1.嫉妬感情

 坪田・深田(1990)によると、嫉妬感情の喚起される状況は2つのタイプに大別することができる。一つは、自分の愛する者の愛情が他者に向かう状況や愛情をめぐる争いの状況、もう一つは、自分より他者の方が優れていたり、他者(競争相手)が成功や利益を享受している状況である。

 前者の嫉妬状況は、エディプス・コンプレックスに代表される親子関係や生徒教師間に見られるものであり、後者は学習やスポーツにおける競争場面で自分が他者より劣っている、もしくはそう認知したときに嫉妬を感じる状況であると言える。Bers&Rodin(1984)は、前者の嫉妬状況で喚起される嫉妬を社会的関係における嫉妬(social-relations jealousy)、後者の嫉妬状況で喚起される嫉妬を社会的比較による嫉妬(social-comparison jealousy)と名付けている。
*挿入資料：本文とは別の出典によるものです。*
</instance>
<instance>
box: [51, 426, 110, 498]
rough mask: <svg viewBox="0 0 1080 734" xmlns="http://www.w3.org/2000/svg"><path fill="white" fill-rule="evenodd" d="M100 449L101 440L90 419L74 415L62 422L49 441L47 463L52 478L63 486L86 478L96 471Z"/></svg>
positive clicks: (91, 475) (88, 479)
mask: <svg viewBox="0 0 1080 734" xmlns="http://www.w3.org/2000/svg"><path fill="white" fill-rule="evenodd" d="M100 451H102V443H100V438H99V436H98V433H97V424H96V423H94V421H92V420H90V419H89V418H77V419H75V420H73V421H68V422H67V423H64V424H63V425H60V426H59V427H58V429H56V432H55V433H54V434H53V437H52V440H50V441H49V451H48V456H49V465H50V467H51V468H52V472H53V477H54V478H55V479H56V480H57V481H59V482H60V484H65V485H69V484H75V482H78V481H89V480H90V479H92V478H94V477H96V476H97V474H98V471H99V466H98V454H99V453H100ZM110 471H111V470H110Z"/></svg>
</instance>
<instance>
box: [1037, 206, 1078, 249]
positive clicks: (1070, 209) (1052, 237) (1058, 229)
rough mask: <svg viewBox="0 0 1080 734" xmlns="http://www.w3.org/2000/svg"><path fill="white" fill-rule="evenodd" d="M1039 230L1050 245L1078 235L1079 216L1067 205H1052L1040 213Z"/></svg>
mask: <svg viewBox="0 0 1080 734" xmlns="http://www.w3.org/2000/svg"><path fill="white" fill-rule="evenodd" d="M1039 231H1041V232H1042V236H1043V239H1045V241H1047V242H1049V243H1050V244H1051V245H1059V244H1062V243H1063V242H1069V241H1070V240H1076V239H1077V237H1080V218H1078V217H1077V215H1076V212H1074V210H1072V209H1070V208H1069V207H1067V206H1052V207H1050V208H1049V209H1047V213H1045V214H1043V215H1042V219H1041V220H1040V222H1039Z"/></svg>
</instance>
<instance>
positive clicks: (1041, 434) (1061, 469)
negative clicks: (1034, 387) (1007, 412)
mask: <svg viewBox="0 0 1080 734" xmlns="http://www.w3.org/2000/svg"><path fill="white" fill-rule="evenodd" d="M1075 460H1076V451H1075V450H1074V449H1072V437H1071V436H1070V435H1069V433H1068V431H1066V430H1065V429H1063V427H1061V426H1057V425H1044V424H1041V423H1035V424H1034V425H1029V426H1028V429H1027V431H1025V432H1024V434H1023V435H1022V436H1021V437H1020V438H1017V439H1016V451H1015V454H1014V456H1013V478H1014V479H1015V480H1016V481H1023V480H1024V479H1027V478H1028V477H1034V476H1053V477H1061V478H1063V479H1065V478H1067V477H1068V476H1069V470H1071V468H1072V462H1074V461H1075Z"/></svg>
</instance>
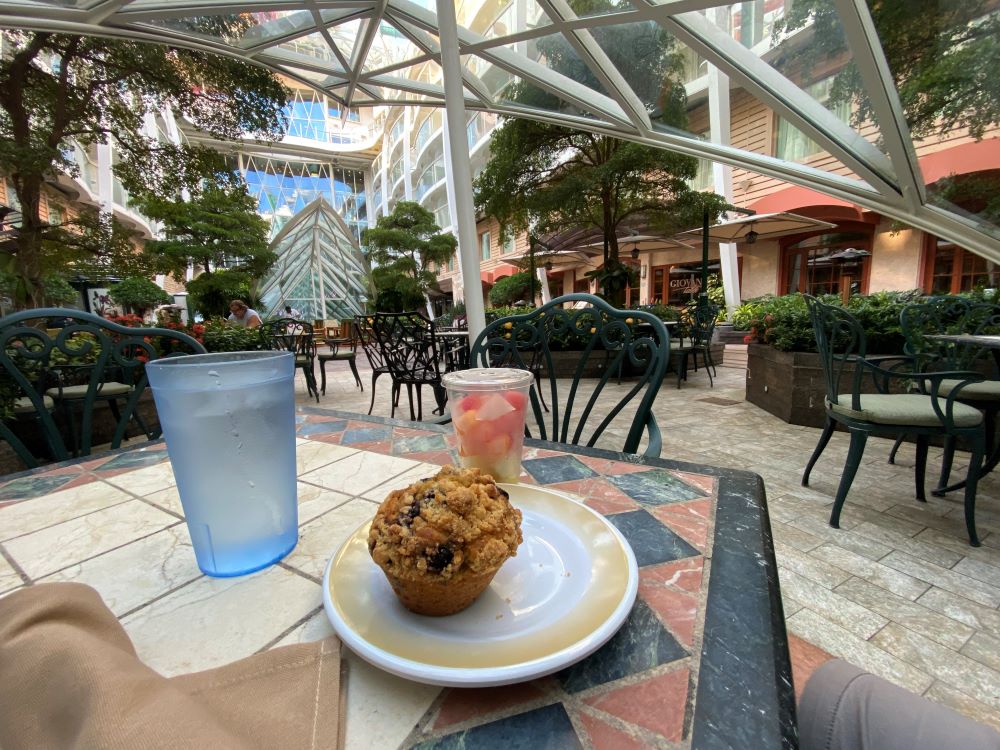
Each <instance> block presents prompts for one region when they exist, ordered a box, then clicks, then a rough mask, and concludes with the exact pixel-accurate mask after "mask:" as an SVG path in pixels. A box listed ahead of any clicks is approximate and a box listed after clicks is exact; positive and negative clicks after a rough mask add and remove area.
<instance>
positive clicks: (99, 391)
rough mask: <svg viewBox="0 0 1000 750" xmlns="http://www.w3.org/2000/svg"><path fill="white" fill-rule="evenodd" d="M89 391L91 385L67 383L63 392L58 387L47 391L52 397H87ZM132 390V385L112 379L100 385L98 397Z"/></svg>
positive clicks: (47, 390) (114, 395)
mask: <svg viewBox="0 0 1000 750" xmlns="http://www.w3.org/2000/svg"><path fill="white" fill-rule="evenodd" d="M88 391H90V386H89V385H67V386H65V387H64V388H63V389H62V393H61V394H60V392H59V389H58V388H49V389H48V390H47V391H45V393H46V394H47V395H49V396H52V398H60V396H61V397H62V398H86V397H87V393H88ZM131 391H132V386H130V385H125V384H124V383H117V382H115V381H113V380H110V381H108V382H107V383H102V384H101V385H100V386H98V389H97V397H98V398H107V397H108V396H125V395H127V394H128V393H130V392H131Z"/></svg>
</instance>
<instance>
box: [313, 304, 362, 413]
mask: <svg viewBox="0 0 1000 750" xmlns="http://www.w3.org/2000/svg"><path fill="white" fill-rule="evenodd" d="M323 341H324V343H326V345H327V346H328V347H329V350H328V351H321V352H318V353H317V355H316V359H318V360H319V373H320V391H321V392H322V394H323V395H324V396H325V395H326V363H327V362H347V364H348V365H350V367H351V372H352V373H354V382H355V383H357V385H358V388H360V389H361V390H362V391H363V390H364V389H365V387H364V386H363V385H362V384H361V376H360V375H358V365H357V362H356V360H357V357H358V335H357V332H356V326H355V323H354V321H352V320H348V321H345V322H344V323H343V324H341V325H340V326H339V327H335V326H326V336H325V337H324V338H323Z"/></svg>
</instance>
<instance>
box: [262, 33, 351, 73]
mask: <svg viewBox="0 0 1000 750" xmlns="http://www.w3.org/2000/svg"><path fill="white" fill-rule="evenodd" d="M277 49H282V50H287V51H288V52H291V53H293V54H294V55H298V56H305V57H313V58H316V59H317V60H323V61H325V62H333V61H335V60H336V59H337V58H336V56H335V55H334V54H333V50H331V49H330V45H328V44H327V43H326V39H324V38H323V35H322V34H320V33H319V32H313V33H312V34H309V35H307V36H301V37H297V38H296V39H292V40H290V41H287V42H282V43H281V44H280V45H278V47H277ZM337 67H338V68H339V67H340V66H339V63H338V66H337Z"/></svg>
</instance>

 前者の社会的関係における嫉妬の中でも、もっとも強烈であると言われているのが恋愛関係における嫉妬である。もっとも強烈であるということは、対人関係に与える影響もそれだけ大きいと考えられる。しかし、恋愛関係における嫉妬は対人関係に大きな影響を与えうるものであるにも関わらず、その心理学的研究は、現在日本では数少ない。本研究では、この恋愛関係における嫉妬を取り上げ、個人特性との関連について検討していく。